Verander de situatie en/of verander de opdracht
Tijdens de activiteit kijk je voortdurend hoe het gaat. Je evalueert tijdens de activiteit. Vervolgens kies je op basis van je evaluatie ervoor om bijvoorbeeld een stapje verder te gaan in de methodiek. Of je kiest er juist voor om een oefening eenvoudiger te maken en een stapje terug te doen. Misschien bedenk je wel een kleine verandering waardoor de oefening beter aansluit bij het niveau van je sporters of gasten. Kortom: je verandert iets aan de situatie of aan de opdracht.
Let er wel op dat je niet te veel ineens verandert. Bied veranderingen altijd stapsgewijs aan! Bij een goed opgebouwde training zie je een stappenplan met kleine logische veranderingen. Zo begeleid je sporters op een heldere manier naar het einddoel. Succes verzekerd!
Opdracht 16 Instuif
Je assisteert als medewerker sport en recreatie bij de sportinstuif in sporthal Zuiderpark in Apeldoorn.
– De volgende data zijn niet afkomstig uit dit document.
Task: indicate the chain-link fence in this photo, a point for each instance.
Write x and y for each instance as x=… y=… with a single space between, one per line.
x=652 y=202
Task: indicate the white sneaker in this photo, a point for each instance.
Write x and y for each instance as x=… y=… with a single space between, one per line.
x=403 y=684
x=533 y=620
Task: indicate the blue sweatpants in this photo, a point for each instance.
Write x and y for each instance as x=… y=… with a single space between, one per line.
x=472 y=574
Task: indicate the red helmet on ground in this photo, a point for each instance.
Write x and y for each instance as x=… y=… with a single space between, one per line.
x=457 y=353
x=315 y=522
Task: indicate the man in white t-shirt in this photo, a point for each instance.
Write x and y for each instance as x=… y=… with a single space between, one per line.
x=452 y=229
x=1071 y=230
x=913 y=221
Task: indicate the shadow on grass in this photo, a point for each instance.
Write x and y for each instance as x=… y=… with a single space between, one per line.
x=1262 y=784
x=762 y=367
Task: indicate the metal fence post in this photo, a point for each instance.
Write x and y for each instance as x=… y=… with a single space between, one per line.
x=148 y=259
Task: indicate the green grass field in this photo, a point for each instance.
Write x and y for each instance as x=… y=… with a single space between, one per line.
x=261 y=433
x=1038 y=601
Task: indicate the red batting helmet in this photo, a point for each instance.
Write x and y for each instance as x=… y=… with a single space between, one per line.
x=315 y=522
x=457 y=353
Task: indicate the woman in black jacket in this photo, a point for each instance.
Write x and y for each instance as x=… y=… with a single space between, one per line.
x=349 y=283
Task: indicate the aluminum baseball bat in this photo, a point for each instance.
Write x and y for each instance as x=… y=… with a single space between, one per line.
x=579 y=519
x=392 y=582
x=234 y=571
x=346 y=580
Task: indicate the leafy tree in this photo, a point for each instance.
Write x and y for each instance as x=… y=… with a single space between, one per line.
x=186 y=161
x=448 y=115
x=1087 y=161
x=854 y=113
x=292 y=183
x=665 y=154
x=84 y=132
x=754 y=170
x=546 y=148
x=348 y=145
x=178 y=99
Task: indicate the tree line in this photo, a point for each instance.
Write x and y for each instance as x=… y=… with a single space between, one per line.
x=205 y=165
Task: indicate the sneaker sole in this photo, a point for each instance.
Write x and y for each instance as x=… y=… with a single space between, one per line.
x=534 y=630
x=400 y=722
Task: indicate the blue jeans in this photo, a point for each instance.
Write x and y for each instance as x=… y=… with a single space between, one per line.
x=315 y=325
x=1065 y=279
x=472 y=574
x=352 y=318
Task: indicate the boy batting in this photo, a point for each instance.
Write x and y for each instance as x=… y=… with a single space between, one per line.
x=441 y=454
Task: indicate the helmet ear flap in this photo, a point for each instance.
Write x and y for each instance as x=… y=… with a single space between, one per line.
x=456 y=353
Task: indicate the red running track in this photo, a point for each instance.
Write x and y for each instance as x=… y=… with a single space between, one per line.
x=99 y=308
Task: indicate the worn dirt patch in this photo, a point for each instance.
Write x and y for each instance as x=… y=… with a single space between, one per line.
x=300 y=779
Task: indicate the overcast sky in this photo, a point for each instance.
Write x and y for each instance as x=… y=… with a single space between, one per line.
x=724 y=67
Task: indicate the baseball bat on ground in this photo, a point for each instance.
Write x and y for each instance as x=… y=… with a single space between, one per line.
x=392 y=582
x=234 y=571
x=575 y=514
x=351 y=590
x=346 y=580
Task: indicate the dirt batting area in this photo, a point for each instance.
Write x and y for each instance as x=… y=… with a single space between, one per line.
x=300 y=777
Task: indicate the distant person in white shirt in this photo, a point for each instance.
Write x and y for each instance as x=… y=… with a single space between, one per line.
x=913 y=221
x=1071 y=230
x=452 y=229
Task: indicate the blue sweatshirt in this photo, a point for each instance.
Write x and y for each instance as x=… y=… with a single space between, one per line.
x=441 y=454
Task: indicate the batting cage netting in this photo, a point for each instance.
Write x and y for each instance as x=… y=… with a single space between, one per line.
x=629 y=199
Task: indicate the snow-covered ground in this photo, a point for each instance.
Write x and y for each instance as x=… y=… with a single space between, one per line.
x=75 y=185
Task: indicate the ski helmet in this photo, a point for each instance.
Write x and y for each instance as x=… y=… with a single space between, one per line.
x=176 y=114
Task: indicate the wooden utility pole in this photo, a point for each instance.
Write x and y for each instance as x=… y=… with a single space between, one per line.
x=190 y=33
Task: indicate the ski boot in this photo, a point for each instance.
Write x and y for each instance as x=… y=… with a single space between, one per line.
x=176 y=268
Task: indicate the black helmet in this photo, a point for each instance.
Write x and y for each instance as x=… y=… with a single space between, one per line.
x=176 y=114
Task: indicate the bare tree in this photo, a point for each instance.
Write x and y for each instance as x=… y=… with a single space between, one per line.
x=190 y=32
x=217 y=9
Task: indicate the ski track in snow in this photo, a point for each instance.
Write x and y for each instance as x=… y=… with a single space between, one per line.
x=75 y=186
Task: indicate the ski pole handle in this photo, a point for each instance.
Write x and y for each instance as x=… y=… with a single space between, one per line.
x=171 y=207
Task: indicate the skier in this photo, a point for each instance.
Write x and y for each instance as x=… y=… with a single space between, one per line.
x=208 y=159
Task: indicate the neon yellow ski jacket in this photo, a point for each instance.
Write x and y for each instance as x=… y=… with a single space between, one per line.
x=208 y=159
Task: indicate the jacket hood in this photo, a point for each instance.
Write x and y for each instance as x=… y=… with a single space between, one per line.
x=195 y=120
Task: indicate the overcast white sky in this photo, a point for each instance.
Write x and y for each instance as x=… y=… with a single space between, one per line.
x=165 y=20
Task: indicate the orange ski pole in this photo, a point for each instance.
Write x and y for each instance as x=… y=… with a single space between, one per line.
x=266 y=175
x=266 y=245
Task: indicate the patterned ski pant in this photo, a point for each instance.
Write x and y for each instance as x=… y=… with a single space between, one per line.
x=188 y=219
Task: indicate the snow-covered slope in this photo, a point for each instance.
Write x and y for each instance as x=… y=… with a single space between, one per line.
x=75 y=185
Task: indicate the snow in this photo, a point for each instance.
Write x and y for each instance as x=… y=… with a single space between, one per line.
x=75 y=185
Elke woensdagmiddag zijn daar allerlei sportieve activiteiten te doen voor kinderen van 6 tot 12 jaar. Je ziet dat een aantal kinderen geen koprol kunnen maken en besluit, in overleg met de leiding van de instuif, deze kinderen te vragen of zij een lesje ‘koprol maken' willen. a. Bedenk een aantal bewegingsvormen of oefeningen (minimaal drie) om dit aan te leren, waarbij je de oefeningen in juiste (methodische) volgorde plaatst.
Beschrijving oefening 1 Beschrijving oefening 2 Beschrijving oefening 3
b. Bespreek je oefeningen met een klasgenoot. Zijn er verschillen?
Opdracht 17 Lay-up
Lees het voorbeeld uit de praktijk en beantwoord de vragen.
1 Nina heeft bij haar basketbaltraining de lay-up uitgelegd en voorgedaan en laat deze in de praktijk oefenen. Na een tijdje roept zij de basketballers bij elkaar en zegt hun dat ze het heel goed doen. Zij zegt dat ze er een verdediger bij gaat zetten. Nina neemt de rol van verdediger op zich om ze uit te dagen.
2 De basketballers doen vreselijk hun best om Nina voorbij te komen met de lay-up. Het lukt maar er een paar van hen. Nina laat vervolgens een passeertechniek zien die geschikt is voor deze situatie. De basketballers mogen nu kiezen of ze met deze schijnbeweging passeren of een eigen schijnbeweging gebruiken.
Geef aan in welk voorbeeld de opdracht veranderd is en in welk voorbeeld de situatie veranderd is. Leg uit waarom je dat vindt.